If we look at our game and do a ‘cross-motion’ analysis of basketball we see certain patterns that high-performing players own, such as

  • shooting motion
  • pivoting motions
  • forward, back, side stepping motions

(And of course… the combination of all of these in rhythmical variety with the ability to perform them under pressured circumstances they meet in actual games)

From these we can extract a small amount of basic coordinations that we can teach our players to repeat in their game warmups, to prep for shooting practice, to learn to find rhythm for new dribbling moves, to prevent re-occuring injury, etc. the application is endless.

The aim is developing effortless power.

The better the communication developed between all joints of the body, the easier production of powerful motion becomes.

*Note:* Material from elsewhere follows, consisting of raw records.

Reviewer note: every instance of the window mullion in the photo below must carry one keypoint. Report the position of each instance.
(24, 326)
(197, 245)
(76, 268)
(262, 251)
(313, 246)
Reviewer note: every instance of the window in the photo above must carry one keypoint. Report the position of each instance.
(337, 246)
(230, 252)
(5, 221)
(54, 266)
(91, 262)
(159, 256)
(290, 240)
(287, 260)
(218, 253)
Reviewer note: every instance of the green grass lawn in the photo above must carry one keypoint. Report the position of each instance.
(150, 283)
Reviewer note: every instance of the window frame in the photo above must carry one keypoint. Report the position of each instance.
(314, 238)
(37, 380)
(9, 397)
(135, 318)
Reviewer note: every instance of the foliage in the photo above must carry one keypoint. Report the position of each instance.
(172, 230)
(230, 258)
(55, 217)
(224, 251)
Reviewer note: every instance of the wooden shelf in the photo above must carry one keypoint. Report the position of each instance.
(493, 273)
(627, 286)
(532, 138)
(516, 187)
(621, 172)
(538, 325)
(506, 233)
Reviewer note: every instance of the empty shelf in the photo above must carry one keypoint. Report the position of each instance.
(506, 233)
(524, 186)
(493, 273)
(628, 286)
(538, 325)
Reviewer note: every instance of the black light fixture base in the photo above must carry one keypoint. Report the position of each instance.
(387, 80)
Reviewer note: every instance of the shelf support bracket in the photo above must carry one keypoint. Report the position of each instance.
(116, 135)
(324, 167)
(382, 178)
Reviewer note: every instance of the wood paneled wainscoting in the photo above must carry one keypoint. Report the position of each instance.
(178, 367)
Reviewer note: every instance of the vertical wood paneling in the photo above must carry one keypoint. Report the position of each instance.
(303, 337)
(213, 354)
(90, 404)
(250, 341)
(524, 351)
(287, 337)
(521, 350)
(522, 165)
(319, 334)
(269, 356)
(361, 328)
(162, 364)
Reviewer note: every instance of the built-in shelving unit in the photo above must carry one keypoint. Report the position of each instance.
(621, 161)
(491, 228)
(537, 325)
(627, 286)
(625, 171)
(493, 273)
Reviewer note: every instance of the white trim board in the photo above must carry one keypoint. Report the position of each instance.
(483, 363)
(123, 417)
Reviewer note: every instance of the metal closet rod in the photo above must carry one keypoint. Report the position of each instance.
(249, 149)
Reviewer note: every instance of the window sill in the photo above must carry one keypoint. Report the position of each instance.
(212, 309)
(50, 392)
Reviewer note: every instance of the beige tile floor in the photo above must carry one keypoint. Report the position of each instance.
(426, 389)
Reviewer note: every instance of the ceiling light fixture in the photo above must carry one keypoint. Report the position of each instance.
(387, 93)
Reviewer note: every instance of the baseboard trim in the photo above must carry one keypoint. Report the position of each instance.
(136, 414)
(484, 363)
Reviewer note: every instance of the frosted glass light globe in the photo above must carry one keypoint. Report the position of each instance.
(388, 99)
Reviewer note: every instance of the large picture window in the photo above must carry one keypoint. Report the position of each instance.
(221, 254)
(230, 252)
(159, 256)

The energy can be directed towards shooting the ball, jabbing a foot, exploding in a quick first step, stepping back into a shooting motions,…

The invisible ‘sub-base’ that allows a body to do that is coordination and rhythm – something Djokovic allowed us to see above in an absolute basic.

At EA we want to give our players the tools to design their own game.
Our aim in athletic development is to cultivate the body that can carry your game – for as long as possible.

To give a sample, here is the basic front back arms motion Djokovic was doing extended to more basketball-like coordination and rhythm.
There are many more directions we can take this type of “athletic dance.”
We start all our players out with the first two basics.
As they improve we progress them to more complex combos.